ReplyDeleteSchools never taught it rains outside, that happened when architects trained as apprentices. Schools taught that buildings are abstract forms, and that it is the lone artiste who drives buildings forward. Students are taught to disregard things like the weather, climate, wind, rain, structural considerations or building codes because they would get in the way of the student's expressing themselves via design. They are also told, and I am not making this up, to imagine that buildings are made of an imaginary material that can do anything. In other words, materials are secondary to "pure" design. This is why so many modernist buildings can't function *cough* Paul Rudolph, *cough*
ReplyDeleteWhen you build coming from a design’s PoV rather than functionality, you’d expect results like this. It may look like a fancy roof, it may be made from expensive materials, but if it can’t provide the function it was made for, it’s useless. What they got there is a million-dollar leaky house. And the interior must look weird.
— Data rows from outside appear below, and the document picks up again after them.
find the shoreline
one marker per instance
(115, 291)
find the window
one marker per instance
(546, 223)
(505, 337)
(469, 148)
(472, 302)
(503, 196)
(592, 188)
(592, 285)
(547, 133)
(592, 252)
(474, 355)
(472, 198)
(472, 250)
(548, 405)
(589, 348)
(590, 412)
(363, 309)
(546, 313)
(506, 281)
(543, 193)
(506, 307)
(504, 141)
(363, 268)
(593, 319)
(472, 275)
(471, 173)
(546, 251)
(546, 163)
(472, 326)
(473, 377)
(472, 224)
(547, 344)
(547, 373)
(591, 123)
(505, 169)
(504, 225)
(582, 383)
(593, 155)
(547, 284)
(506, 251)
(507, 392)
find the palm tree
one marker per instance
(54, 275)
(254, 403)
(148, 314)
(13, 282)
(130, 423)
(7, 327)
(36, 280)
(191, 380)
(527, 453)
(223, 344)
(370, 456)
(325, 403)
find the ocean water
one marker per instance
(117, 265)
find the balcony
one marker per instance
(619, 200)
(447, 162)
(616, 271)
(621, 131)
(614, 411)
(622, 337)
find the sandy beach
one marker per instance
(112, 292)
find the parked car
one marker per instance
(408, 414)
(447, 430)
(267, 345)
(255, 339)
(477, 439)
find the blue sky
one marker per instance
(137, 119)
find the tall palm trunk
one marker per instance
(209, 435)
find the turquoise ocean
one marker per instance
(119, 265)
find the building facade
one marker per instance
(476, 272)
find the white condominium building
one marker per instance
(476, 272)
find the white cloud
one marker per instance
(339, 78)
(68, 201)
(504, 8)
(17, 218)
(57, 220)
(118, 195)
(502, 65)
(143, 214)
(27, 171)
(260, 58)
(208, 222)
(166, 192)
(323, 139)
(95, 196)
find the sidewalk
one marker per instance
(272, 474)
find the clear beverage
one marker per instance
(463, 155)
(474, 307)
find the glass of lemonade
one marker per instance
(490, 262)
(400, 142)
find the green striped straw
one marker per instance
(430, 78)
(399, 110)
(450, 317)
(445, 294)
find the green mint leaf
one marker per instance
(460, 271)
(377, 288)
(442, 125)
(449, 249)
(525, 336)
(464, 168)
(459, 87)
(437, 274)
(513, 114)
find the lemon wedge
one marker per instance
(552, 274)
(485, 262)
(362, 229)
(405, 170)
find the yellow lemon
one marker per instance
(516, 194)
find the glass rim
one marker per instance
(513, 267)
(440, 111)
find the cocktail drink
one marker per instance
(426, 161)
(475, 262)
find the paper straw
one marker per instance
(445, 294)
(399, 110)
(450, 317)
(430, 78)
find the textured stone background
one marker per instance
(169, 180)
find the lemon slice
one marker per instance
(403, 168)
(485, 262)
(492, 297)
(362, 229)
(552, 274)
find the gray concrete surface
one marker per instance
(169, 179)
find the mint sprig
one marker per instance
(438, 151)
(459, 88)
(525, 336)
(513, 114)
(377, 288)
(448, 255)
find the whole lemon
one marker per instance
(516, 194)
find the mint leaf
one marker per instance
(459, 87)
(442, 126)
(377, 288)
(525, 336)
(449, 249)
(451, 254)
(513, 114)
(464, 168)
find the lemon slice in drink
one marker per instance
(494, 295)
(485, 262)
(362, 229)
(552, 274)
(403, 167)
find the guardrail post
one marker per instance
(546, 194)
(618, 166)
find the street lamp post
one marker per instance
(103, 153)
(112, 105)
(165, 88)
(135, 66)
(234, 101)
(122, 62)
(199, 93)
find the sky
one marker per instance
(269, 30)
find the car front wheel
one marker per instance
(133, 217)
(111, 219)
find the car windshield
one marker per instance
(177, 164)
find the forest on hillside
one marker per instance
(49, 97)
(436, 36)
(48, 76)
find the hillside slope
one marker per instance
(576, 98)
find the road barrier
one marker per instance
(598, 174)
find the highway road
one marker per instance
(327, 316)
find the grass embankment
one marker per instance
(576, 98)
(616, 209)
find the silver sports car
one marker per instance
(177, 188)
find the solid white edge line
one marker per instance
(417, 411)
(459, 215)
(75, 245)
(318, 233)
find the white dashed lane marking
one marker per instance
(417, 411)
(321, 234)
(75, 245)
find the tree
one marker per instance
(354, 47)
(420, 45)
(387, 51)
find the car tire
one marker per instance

ReplyDeletePleasance @ Shelton Roofing
The Living on the Edge kinda looks like something 8-bit suddenly became 3D, what with all the square-y features. Though it does have its appeal. But I digress.
ReplyDeleteDesigns like this are good if it’s only for display. If you’re planning to get any function out of it, say a warehouse or an office for example, various problems are sure to crop up, as said by the article itself. The utilities alone might be disastrous!
Maricela @ Homecraft
That’s thatch? Wow. While it most likely have some kind of roof underneath all that thatch, it seems that it would still be quite a hassle to maintain all that, especially when storms come a-knockin’. But I have to admit, it does look good from what I’m seeing in the picture.